I pulled on a grin. “Sounds good then.”
“Perfect!” she replied with a smile that could’ve lit the moon. One that made me wish I’d ever seen a similar expression on her brother’s face, made me wonder if he ever had had a similar expression. And if not, what it would take to get him to stop being so uptight all the time. Just the thought of it was exhausting.
“I don’t know how you talked me into this.” I laughed as I ended up splayed over the arm of the couch for the third time. The couch I should’ve been nowhere near, because we’d pushed it and all the other furniture clear across the room to make space for Sera to teach me a dance routine.

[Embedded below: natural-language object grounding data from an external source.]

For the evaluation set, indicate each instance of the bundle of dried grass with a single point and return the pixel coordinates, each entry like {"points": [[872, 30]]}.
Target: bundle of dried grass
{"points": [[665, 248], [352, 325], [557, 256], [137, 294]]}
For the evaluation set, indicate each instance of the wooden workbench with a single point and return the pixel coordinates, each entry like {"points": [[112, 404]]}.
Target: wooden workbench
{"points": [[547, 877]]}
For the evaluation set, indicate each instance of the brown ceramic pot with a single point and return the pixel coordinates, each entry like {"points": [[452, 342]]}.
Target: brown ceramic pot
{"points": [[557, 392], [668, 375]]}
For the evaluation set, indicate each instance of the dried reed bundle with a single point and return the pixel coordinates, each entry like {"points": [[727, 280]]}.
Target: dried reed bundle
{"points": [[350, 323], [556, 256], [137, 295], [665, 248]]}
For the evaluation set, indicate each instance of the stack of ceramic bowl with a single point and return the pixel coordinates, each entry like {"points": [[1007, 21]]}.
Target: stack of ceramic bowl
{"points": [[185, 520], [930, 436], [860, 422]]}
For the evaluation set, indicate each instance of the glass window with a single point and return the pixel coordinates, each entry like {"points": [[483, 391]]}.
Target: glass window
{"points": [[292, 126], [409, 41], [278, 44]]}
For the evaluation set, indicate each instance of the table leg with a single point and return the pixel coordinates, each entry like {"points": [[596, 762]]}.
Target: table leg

“I don’t know either, but it was the best idea ever.” She’d collapsed into a pile of giggles on the floor. A graceful pile of giggles in an adorably stylish dance outfit complete with gray ombre tights. My cross-country garb was laundry-day unchic. A pair of striped green leggings with a Haute Dog shirt I’d had to retire from store-wear because it had gotten holey. More holey than I’d realized, because I hadn’t planned on sneak peeks of my fuchsia sports bra shining through.

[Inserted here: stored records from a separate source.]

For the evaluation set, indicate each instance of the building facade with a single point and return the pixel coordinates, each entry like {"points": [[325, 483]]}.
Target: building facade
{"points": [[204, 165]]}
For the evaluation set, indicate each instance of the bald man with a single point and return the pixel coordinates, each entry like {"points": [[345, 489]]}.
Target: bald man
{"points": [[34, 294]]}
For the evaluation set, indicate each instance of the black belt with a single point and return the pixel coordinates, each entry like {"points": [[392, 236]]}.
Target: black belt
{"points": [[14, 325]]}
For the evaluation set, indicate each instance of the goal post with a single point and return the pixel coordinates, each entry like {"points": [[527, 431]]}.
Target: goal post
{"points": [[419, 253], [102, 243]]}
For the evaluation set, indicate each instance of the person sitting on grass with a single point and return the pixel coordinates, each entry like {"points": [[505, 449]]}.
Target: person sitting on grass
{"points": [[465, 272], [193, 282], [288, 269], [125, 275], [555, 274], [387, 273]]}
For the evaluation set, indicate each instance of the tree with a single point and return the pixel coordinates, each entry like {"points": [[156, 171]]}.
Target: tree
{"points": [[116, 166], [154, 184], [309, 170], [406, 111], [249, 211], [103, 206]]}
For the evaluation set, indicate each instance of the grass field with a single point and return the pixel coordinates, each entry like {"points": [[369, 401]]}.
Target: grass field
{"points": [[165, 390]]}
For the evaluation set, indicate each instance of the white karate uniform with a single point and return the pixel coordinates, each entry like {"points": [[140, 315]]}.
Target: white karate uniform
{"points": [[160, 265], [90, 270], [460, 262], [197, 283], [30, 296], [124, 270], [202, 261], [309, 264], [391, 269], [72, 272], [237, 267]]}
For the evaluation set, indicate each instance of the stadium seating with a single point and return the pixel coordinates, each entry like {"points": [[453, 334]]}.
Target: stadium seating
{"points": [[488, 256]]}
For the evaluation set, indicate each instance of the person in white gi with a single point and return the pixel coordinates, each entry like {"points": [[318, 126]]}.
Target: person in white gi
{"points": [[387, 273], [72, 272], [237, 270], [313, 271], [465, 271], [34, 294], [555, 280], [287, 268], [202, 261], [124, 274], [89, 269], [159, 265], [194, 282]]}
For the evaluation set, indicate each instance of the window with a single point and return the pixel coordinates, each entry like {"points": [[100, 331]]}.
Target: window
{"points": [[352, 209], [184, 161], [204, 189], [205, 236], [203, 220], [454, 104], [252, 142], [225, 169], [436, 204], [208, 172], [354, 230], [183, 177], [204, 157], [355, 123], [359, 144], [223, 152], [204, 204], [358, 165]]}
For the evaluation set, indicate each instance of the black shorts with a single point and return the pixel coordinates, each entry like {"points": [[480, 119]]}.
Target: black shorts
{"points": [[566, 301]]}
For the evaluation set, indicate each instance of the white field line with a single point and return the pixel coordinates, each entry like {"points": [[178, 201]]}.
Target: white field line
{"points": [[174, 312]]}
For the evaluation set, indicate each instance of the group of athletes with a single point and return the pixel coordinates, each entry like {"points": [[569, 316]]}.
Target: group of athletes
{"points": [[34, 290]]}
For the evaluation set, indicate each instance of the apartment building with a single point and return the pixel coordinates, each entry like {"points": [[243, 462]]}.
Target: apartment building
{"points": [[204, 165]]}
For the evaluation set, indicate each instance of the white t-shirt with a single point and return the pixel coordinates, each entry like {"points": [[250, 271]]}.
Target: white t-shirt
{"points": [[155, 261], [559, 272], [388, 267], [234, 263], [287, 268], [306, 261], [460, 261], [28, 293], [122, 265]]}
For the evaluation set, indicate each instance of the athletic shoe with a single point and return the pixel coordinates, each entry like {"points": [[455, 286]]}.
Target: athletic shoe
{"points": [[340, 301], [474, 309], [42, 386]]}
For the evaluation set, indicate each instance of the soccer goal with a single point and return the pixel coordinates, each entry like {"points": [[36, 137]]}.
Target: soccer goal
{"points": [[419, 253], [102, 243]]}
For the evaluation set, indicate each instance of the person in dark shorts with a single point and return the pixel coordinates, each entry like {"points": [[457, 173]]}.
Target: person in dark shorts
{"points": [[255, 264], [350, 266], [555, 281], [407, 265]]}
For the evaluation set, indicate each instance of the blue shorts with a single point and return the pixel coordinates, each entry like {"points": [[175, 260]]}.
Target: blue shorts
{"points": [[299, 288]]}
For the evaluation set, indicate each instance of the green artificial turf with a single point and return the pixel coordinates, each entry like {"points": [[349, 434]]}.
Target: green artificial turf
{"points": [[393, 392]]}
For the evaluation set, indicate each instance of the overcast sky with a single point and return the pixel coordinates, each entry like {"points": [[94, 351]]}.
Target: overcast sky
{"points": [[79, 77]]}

I twitched it back into semirespectability and said, “I warned you that I wasn’t coordinated.”
“My stomach hurts from laughing.” Sera paused to catch her breath and dab at her teary eyes. “I thought you were exaggerating.”

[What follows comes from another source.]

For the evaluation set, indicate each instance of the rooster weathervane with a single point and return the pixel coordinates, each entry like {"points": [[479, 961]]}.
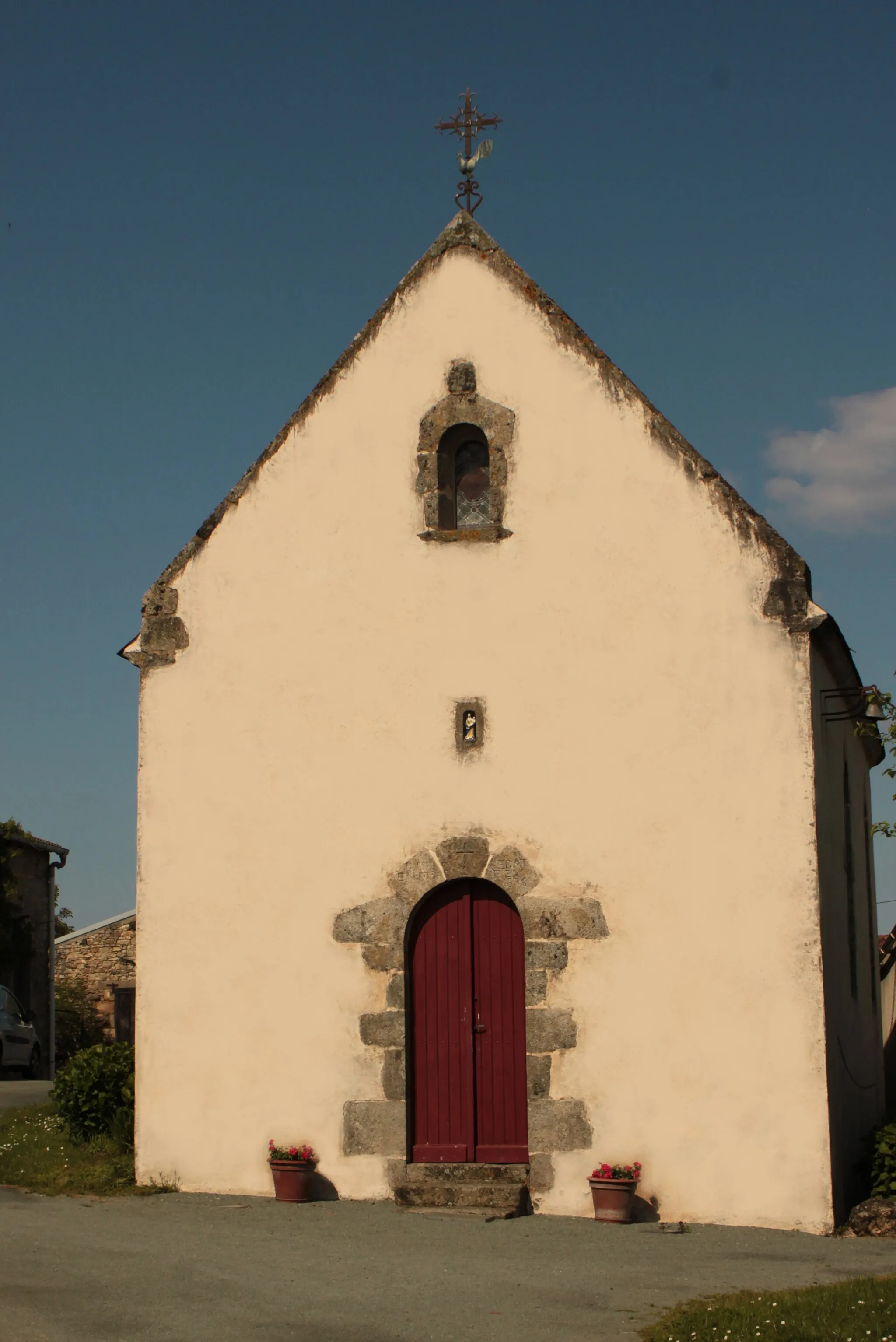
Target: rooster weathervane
{"points": [[467, 123]]}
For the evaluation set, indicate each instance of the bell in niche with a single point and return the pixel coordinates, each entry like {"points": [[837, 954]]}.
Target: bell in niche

“Not even a little.” I peeled myself off the sofa and stretched to make sure that all my parts were still functional. It didn’t look complicated when she did it. And that was the best part of this—getting to see how mind-blowingly good Sera was at dance. And watching her laugh. Her giggle—which was really the only way to describe her mouselike noises—curled into a cackle once she really got going, doubled over and hiccuping.
“We should stop before you get hurt. Or break something.” She sniffed and pressed her lips together, still hiccuping. “I’m going to get us some water.”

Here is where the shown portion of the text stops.